Asiatische Ambivalenzen

Nach dem „asiatischen Wirtschaftswunder“ entbrennt nun die Diskussion darum, ob auch eine
politische Umgestaltung erfolgen müsse – und wenn ja, ob unbedingt nach westlichen Muster.
Eberhard Sandschneider, Direktor des Forschungsinstituts der DGAP, analysiert Trends, aber
auch Risiken, denen sich der asiatische Kontinent gegenübersieht. Asiens Ambitionen sollten
vom Westen nicht unterschätzt werden.

Unser Umgang mit Asien ist hochgradig konjunkturell geprägt. Vier Begriffe haben in den letzten beiden Jahrzehnten diesen konjunkturellen Umgang besonders deutlich werden lassen: Nachdem das so genannte „asiatische Wunder“ die Gemüter erhitzt hatte, folgte eine intensive Diskussion um „asiatische Werte“, die, gerade als sie ihren vermeintlichen Höhepunkt erreichte, abrupt durch teils schadenfrohe, teils besorgte Debatten über die Auswirkungen der „asiatischen Krise“ abgelöst wurde. Rund fünf Jahre später scheint nun die Teilhabe am „asiatischen Boom“ das beherrschende Tagesthema zu sein.

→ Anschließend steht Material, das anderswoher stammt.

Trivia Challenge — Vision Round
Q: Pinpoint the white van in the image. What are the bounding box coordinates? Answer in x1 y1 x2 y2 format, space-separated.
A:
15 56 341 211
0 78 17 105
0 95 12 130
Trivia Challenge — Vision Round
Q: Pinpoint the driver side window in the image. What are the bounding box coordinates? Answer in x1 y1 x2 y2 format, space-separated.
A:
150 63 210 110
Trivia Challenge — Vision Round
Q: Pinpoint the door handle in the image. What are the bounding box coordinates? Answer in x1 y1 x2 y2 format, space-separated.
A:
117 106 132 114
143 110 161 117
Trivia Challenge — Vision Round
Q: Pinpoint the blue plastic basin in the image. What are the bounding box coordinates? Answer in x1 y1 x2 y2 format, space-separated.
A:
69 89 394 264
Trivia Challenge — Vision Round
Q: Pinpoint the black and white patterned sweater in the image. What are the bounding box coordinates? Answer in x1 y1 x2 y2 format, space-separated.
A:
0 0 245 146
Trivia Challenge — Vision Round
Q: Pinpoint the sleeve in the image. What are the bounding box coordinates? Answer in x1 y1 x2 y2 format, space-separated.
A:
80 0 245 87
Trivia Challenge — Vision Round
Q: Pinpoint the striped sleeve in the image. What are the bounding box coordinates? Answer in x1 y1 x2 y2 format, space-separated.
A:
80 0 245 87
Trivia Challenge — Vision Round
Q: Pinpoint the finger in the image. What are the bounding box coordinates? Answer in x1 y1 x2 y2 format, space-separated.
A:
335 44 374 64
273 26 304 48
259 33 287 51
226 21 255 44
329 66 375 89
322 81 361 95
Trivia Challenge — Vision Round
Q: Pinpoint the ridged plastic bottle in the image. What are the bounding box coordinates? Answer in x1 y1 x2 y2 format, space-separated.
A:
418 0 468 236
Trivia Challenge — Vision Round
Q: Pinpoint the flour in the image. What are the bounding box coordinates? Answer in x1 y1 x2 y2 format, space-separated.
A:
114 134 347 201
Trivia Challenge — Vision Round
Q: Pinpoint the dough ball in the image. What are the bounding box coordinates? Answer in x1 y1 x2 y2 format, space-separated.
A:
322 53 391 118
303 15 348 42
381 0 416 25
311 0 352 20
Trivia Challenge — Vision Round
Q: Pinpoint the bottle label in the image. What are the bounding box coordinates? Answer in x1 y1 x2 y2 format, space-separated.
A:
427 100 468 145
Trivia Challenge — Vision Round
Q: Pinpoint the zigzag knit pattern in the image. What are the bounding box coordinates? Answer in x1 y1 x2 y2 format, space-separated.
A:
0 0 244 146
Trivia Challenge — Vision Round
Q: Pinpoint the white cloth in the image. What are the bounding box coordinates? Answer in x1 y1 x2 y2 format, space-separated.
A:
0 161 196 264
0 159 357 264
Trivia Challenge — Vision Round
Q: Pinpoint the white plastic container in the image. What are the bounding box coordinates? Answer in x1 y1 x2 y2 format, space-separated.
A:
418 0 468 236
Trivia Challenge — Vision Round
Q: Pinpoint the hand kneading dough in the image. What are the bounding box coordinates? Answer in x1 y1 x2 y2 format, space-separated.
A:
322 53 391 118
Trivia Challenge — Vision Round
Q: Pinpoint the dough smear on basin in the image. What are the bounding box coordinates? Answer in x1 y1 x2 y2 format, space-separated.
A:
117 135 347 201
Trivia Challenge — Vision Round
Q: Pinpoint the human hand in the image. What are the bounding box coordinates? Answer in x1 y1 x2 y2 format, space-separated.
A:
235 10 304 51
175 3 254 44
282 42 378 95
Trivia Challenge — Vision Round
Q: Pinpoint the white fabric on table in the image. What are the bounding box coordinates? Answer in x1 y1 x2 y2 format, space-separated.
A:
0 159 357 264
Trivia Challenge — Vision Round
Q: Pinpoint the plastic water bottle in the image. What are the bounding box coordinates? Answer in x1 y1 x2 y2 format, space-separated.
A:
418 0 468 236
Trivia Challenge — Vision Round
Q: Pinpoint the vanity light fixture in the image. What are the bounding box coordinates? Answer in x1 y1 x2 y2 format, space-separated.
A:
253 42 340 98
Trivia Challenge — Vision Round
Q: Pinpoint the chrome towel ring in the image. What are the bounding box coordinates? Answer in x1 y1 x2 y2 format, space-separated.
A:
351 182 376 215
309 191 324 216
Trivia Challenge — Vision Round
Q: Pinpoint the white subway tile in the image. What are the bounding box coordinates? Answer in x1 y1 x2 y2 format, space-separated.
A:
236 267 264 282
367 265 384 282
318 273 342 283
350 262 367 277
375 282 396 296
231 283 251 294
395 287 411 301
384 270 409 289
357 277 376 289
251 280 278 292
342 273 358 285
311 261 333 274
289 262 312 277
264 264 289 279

Schlagworte wie „atlantische Gegenwart – pazifische Zukunft“ bereiteten bis zur zweiten Hälfte der neunziger Jahre nicht nur besorgten Hütern der euro-atlantischen Stellung in der Welt Sorgen, sie hatten auch einen offensichtlich berechtigten ökonomischen Hintergrund. Da gab es wachsende Befürchtungen in Europa, von der Effizienz asiatischer Industriegesellschaften schon mittel- und erst recht langfristig überholt zu werden. Ein Blick auf ökonomische Wachstumsraten schien den Schluss nahe zu legen, dass insbesondere Europa allen Grund hatte, besorgt zu sein: Asiatische Industriegesellschaften wuchsen über viele Jahre mit durchschnittlich zweistelligen Zuwachsraten. Schätzungen der Weltbank für das Jahr 2020 prognostizieren unter den 15 führenden Weltwirtschaftsmächten allein sieben asiatische – darunter die Volksrepublik China sogar vor den USA auf dem ersten Platz.1 Nach Ostasien scheint sich mittlerweile – angeführt von Indien – auch Südasien auf einen ähnlichen Entwicklungsweg zu machen.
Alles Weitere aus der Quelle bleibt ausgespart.